- Other names: FLIP, EndoFlip

= Functional Lumen Imaging Probe =

Medical exam of the esophagus

Functional Lumen Imaging Probe (FLIP) is a test used to evaluate the function of the esophagus, by measuring the dimensions of the esophageal lumen using impedance planimetry. Typically performed with sedation during upper endoscopy, FLIP is used to evaluate for esophageal motility disorders, such as achalasia, diffuse esophageal spasm, etc.

==Procedure==
FLIP is most often performed immediately following upper endoscopy (EGD). EGD helps to rule out a mechanical obstruction as a cause for symptoms, and also provides an estimation on the distance from the incisors to the EGJ.

FLIP uses impedance planimetry to measure the cross sectional area of the esophageal lumen. The FLIP device consists of a balloon that encases a catheter with multiple pairs of impedance electrodes. Two catheter configurations are available, which are 8 cm and 16 cm in length. The 8 cm catheter includes 16 sensors spaced 0.5 cm apart, and is used to evaluate esophagogastric junction (EGJ) distensibility and CSA. Alternatively, the 16 cm catheter has 16 sensors spaced 1 cm apart, and may be used to evaluate contractility via secondary peristalsis patterns, in addition to evaluating the esophagogastric junction (EGJ).

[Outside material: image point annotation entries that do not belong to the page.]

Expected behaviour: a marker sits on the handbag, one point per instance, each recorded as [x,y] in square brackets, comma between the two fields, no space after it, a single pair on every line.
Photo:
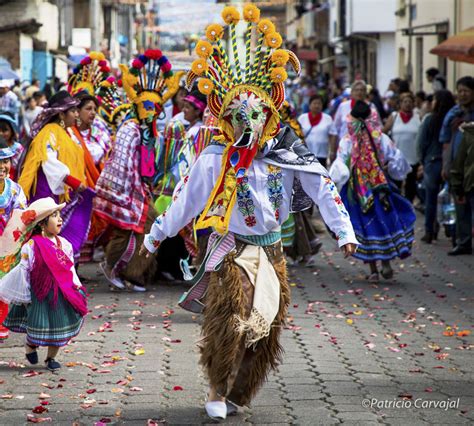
[147,161]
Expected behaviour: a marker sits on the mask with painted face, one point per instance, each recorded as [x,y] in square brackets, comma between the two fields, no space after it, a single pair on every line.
[149,83]
[149,106]
[244,99]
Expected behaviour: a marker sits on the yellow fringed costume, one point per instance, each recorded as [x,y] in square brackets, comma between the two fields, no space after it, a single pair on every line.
[69,154]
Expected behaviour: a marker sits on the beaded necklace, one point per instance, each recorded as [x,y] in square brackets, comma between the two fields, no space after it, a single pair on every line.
[5,196]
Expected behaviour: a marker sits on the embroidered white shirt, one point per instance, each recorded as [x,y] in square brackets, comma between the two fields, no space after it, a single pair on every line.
[263,200]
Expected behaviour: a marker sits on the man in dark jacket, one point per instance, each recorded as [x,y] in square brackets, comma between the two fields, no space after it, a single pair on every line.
[462,169]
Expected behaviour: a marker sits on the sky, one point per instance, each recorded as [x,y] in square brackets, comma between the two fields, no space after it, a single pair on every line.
[190,16]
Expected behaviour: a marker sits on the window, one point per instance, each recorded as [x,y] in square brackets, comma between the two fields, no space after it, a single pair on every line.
[419,72]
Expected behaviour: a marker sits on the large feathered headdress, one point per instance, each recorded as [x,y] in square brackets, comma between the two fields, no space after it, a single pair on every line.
[150,76]
[89,74]
[221,75]
[248,87]
[113,101]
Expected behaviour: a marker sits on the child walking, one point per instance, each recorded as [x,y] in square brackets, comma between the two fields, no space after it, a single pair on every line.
[49,302]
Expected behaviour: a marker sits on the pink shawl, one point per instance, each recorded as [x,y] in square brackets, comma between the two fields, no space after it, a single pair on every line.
[52,270]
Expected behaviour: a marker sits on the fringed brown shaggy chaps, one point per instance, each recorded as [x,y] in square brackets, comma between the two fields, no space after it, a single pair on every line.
[235,371]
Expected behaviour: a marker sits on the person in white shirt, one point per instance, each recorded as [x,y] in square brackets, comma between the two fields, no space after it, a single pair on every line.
[241,186]
[339,127]
[404,125]
[316,126]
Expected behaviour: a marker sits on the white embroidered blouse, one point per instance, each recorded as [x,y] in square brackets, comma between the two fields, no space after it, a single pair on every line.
[397,165]
[263,200]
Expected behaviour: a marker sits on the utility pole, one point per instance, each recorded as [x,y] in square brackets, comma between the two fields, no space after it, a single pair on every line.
[410,39]
[94,14]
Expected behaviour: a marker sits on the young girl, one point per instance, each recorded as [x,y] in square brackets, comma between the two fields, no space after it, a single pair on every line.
[11,197]
[8,129]
[45,282]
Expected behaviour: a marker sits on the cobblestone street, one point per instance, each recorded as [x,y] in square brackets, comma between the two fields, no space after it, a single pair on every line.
[346,342]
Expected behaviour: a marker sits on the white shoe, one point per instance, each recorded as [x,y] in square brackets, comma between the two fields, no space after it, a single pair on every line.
[138,288]
[133,287]
[216,409]
[116,282]
[231,408]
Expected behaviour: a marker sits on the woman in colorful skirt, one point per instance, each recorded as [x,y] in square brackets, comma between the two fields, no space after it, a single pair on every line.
[9,131]
[55,167]
[49,303]
[383,220]
[11,197]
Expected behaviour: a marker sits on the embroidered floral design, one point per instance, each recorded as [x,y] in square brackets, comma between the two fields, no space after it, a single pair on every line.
[153,242]
[335,195]
[180,188]
[275,188]
[17,234]
[245,203]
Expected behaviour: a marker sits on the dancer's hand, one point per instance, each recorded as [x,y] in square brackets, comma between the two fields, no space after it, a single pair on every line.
[144,251]
[349,249]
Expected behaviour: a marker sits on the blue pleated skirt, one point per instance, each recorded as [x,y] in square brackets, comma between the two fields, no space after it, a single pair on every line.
[382,234]
[43,324]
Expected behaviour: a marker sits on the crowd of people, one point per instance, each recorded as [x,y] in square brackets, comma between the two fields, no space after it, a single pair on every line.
[213,181]
[426,128]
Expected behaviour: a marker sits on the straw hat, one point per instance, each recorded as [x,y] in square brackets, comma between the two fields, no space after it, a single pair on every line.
[22,222]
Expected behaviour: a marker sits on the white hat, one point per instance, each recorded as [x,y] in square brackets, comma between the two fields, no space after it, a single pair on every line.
[7,83]
[22,223]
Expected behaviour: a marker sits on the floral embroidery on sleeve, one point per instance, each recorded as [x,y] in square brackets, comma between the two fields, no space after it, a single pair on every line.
[275,188]
[335,195]
[153,242]
[245,203]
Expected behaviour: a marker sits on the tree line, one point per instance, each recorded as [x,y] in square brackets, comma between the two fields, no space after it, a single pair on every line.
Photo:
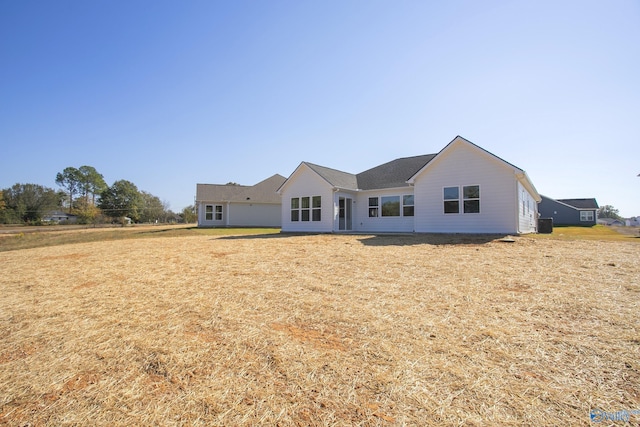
[84,194]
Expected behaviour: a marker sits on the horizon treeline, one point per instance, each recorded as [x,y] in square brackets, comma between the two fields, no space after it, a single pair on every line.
[84,194]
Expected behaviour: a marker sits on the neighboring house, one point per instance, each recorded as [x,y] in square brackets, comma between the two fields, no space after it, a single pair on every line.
[582,212]
[632,222]
[461,189]
[234,205]
[612,222]
[59,216]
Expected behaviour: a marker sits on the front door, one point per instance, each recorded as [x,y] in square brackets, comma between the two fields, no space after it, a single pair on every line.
[344,213]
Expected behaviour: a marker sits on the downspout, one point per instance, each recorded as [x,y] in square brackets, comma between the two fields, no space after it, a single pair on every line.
[518,231]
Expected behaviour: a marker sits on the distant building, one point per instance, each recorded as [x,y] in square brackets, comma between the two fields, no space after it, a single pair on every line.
[632,222]
[233,205]
[59,216]
[583,212]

Following upper endoscopy, the balloon is inserted into the esophagus and the balloon is distended with a fluid with known properties (e.g. conductivity and volume). Each electrode then measures impedance, and a single pressure sensor at the end of the device measures pressure within the balloon.

==Results==
The distensibility index (DI) is the most studied and most helpful result obtained with FLIP testing. The normal DI ranges from 3.1 to 9.0 mm2 per mmHg. As the balloon is distended, the results of secondary esophageal secondary contractions may be seen via FLIP panometry. Possible results may include: repetitive anterograde contractions (a normal finding), repetitive retrograde contractions (abnormal), absent contractility, and other abnormalities.

==Indications==
FLIP may be used for several indications to evaluate esophageal symptoms, such as dysphagia, chest pain, or regurgitation, or to assess response to treatment. FLIP is used to evaluate for esophageal motility disorders, such as achalasia, diffuse esophageal spasm, etc. FLIP may be used as a complementary or alternative to esophageal manometry for evaluating esophageal outflow obstructive disorders, including achalasia. FLIP may be used as a complementary test for barium esophagram for evaluating esophageal outflow obstructive disorders. FLIP may be used to assess the effect of treatment for achalasia.

FLIP is recommended to further evaluate suspected esophagogastric junction outflow obstruction (EGJOO) where the manometry is normal or borderline. FLIP measurements may be used to guide intraoperative reflux surgery, or to assess the degree of fibrostenotic disease from eosinophilic esophagitis. FLIP may be used to guide endoscopic dilation of esophageal strictures.

While recommendations exist for its use, the evidence supporting the use of FLIP is of very low quality and further research would be useful in more clearly defining its role.

==History==
Early development of impedance planimetry for evaluating the gastrointestinal tract began in the 1980s. FLIP was first developed with a short balloon catheter, which measures distension across the esophagogastric junction. A second generation device was later released, which measures secondary peristalsis proximal to the EGJ.